Metafora Orang Munafik
Ajaran Islam bagaikan Hujan Lebat yang Diiringi Halilintar dan Kilat |
Dr.
Rosidin, M.Pd.I
http://www.dialogilmu.com
Tafsir
Tarbawi Surat al-Baqarah [2]: 17-20
مَثَلُهُمْ
كَمَثَلِ الَّذِي اسْتَوْقَدَ نَارًا فَلَمَّا أَضَاءَتْ مَا حَوْلَهُ ذَهَبَ
اللَّهُ بِنُورِهِمْ وَتَرَكَهُمْ فِي ظُلُمَاتٍ لَا يُبْصِرُونَ (17) صُمٌّ
بُكْمٌ عُمْيٌ فَهُمْ لَا يَرْجِعُونَ (18) أَوْ كَصَيِّبٍ مِنَ السَّمَاءِ فِيهِ
ظُلُمَاتٌ وَرَعْدٌ وَبَرْقٌ يَجْعَلُونَ أَصَابِعَهُمْ فِي آَذَانِهِمْ مِنَ
الصَّوَاعِقِ حَذَرَ الْمَوْتِ وَاللَّهُ مُحِيطٌ بِالْكَافِرِينَ (19) يَكَادُ
الْبَرْقُ يَخْطَفُ أَبْصَارَهُمْ كُلَّمَا أَضَاءَ لَهُمْ مَشَوْا فِيهِ وَإِذَا
أَظْلَمَ عَلَيْهِمْ قَامُوا وَلَوْ شَاءَ اللَّهُ لَذَهَبَ بِسَمْعِهِمْ
وَأَبْصَارِهِمْ إِنَّ اللَّهَ عَلَى كُلِّ شَيْءٍ قَدِيرٌ (20)

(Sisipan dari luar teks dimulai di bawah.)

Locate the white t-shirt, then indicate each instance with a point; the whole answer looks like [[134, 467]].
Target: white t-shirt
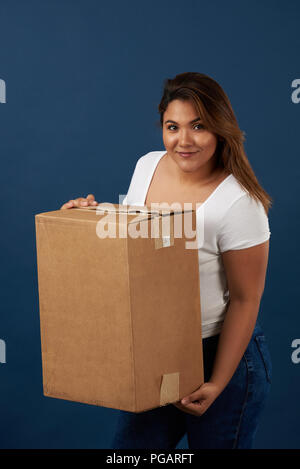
[[232, 220]]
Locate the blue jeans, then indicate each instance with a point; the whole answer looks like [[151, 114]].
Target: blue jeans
[[230, 422]]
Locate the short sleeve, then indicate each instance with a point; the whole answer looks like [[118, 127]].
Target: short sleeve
[[245, 224]]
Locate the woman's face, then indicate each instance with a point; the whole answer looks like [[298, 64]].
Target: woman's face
[[183, 132]]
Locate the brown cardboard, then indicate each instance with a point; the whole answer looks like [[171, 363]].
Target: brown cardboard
[[120, 317]]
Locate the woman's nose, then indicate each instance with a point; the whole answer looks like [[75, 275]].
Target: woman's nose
[[185, 138]]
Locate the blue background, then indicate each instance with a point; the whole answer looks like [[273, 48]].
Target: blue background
[[84, 79]]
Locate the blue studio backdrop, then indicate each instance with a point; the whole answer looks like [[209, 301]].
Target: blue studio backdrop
[[80, 82]]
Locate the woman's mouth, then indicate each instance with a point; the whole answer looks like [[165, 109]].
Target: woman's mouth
[[187, 154]]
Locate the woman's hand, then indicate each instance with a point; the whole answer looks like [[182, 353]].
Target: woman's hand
[[199, 401], [80, 202]]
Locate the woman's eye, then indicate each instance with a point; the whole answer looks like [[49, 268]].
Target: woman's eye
[[170, 126]]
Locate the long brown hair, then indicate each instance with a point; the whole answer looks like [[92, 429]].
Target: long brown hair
[[214, 108]]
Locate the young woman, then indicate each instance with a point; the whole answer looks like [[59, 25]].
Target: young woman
[[204, 162]]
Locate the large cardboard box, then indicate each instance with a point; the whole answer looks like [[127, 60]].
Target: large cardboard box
[[120, 315]]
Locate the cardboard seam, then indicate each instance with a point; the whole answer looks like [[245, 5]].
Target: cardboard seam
[[130, 320]]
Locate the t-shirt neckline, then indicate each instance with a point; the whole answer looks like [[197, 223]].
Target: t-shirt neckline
[[202, 203]]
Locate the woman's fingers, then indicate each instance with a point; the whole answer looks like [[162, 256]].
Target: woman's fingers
[[80, 202], [91, 199]]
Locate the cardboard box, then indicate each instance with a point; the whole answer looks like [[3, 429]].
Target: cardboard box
[[120, 316]]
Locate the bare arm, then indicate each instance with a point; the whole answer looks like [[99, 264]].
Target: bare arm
[[245, 272]]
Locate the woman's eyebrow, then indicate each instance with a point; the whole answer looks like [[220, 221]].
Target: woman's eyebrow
[[194, 120]]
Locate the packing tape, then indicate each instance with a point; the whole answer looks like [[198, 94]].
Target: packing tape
[[169, 388], [163, 231]]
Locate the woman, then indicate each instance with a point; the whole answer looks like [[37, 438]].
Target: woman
[[205, 163]]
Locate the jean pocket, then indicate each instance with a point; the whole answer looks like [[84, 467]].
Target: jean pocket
[[265, 355]]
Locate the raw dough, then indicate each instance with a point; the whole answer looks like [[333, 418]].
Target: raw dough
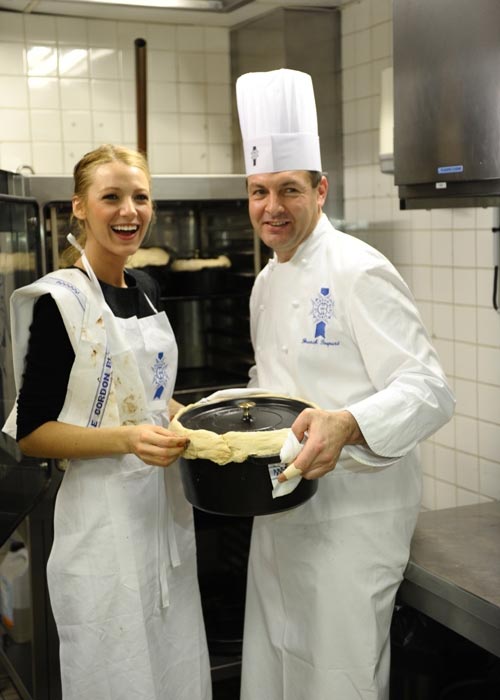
[[233, 446]]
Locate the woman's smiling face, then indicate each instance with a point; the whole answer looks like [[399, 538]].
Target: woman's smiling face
[[116, 211]]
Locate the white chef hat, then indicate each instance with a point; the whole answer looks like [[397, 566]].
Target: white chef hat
[[278, 121]]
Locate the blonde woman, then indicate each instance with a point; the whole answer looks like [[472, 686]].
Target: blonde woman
[[96, 365]]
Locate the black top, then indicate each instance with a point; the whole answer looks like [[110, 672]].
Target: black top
[[50, 354]]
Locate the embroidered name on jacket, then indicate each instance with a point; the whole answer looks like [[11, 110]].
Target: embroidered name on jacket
[[322, 311], [160, 375]]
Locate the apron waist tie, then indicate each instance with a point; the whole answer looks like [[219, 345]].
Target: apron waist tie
[[166, 526]]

Perumpamaan mereka (kaum munafik) itu seperti orang
yang meminta dinyalakan api unggun. Ketika api itu menerangi sekelilingnya,
Allah (tiba-tiba) menghilangkan cahaya (yang menyinari) mereka, dan membiarkan
mereka dalam kegelapan, tidak dapat melihat. Mereka tuli, bisu dan buta, maka
mereka tidak akan kembali (ke jalan yang benar). Atau seperti (orang-orang yang
ditimpa) hujan lebat dari langit disertai gelap gulita, halilintar dan kilat;
mereka menyumbat telinganya dengan jari-jarinya, karena (mendengar suara)

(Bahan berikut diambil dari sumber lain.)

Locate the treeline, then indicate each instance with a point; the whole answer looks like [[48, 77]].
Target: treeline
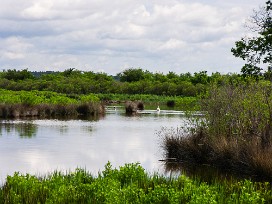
[[130, 81]]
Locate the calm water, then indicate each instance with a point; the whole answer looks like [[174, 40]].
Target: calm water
[[42, 146]]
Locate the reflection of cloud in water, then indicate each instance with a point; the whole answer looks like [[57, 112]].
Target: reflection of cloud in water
[[86, 144]]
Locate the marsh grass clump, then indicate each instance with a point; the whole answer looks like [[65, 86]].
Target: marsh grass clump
[[171, 103], [234, 133]]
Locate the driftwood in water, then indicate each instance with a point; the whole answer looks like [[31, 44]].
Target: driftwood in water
[[133, 106]]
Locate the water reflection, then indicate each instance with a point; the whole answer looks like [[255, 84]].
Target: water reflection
[[22, 129], [61, 144]]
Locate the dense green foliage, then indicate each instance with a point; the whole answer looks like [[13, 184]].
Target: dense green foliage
[[131, 81], [43, 97], [234, 132], [128, 184], [257, 50]]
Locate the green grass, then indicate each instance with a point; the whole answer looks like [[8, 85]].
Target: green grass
[[128, 184]]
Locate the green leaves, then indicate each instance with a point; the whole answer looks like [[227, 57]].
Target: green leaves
[[257, 50], [128, 184]]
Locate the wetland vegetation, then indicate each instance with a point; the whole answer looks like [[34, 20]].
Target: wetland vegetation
[[234, 133], [128, 184]]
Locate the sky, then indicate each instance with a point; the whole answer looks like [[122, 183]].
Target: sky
[[110, 36]]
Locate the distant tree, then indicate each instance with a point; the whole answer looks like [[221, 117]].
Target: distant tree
[[200, 78], [131, 75], [16, 75], [257, 50]]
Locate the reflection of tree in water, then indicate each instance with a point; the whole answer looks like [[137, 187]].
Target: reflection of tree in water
[[24, 130], [206, 173]]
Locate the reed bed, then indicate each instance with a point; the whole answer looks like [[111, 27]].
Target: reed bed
[[15, 104], [234, 134], [128, 184]]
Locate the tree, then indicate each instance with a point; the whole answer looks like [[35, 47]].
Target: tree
[[257, 50], [131, 75]]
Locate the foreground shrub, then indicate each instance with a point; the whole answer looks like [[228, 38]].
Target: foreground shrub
[[128, 184]]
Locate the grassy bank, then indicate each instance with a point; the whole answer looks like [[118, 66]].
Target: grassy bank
[[128, 184], [234, 134], [176, 102], [47, 104]]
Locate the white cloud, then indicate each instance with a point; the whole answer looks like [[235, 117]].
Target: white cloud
[[158, 36]]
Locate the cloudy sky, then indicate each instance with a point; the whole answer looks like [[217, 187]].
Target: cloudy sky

petir, sebab takut akan mati, dan Allah meliputi orang-orang yang kafir. Hampir-hampir
kilat itu menyambar penglihatan mereka. Setiap kali kilat itu menyinari mereka,
mereka berjalan di bawah sinar itu; dan bila gelap menimpa mereka, mereka
berhenti. Jikalau Allah menghendaki, niscaya Dia melenyapkan pendengaran dan
penglihatan mereka. Sesungguhnya Allah berkuasa atas segala sesuatu (Q.S. al-Baqarah [2]: 17-20).
Nilai-nilai
Pendidikan:
Metafora
(perumpamaan) memiliki dua unsur pokok: (a) Fokus (Wahana); (b) Bingkai (Topik;
Tenor). Fokus memiliki makna tertentu, namun nuansa maknanya berubah ketika
dikaitkan dengan Bingkai tertentu. Misalnya, “Islam bagaikan hujan yang
menumbuhkan aneka tanaman”. “Hujan” contoh Fokus, “Islam” contoh Bingkai.
Dalam
menyikapi ajaran Islam yang diibaratkan cahaya (nur), ada tiga tipe
manusia: (a) Selalu atau sering diterangi cahaya (orang mukmin); (b) Sesekali
diterangi cahaya, namun sering gelap gulita (orang munafik); (c) Selalu gelap
gulita (orang kafir).
مَثَلُهُمْ
كَمَثَلِ الَّذِي اسْتَوْقَدَ نَارًا
Perumpamaan mereka (kaum munafik) itu seperti orang
yang meminta dinyalakan api unggun
Ayat
ini membahas kaum munafik yang diibaratkan seperti orang meminta dinyalakan api
unggun yang memiliki tiga unsur: (a) cahaya api yang menerangi sekelilingnya;
(b) bara api yang panas; (c) kepulan asap.
فَلَمَّا
أَضَاءَتْ مَا حَوْلَهُ ذَهَبَ اللَّهُ بِنُورِهِمْ وَتَرَكَهُمْ فِي ظُلُمَاتٍ
لَا يُبْصِرُونَ
Ketika api itu menerangi sekelilingnya, Allah (tiba-tiba)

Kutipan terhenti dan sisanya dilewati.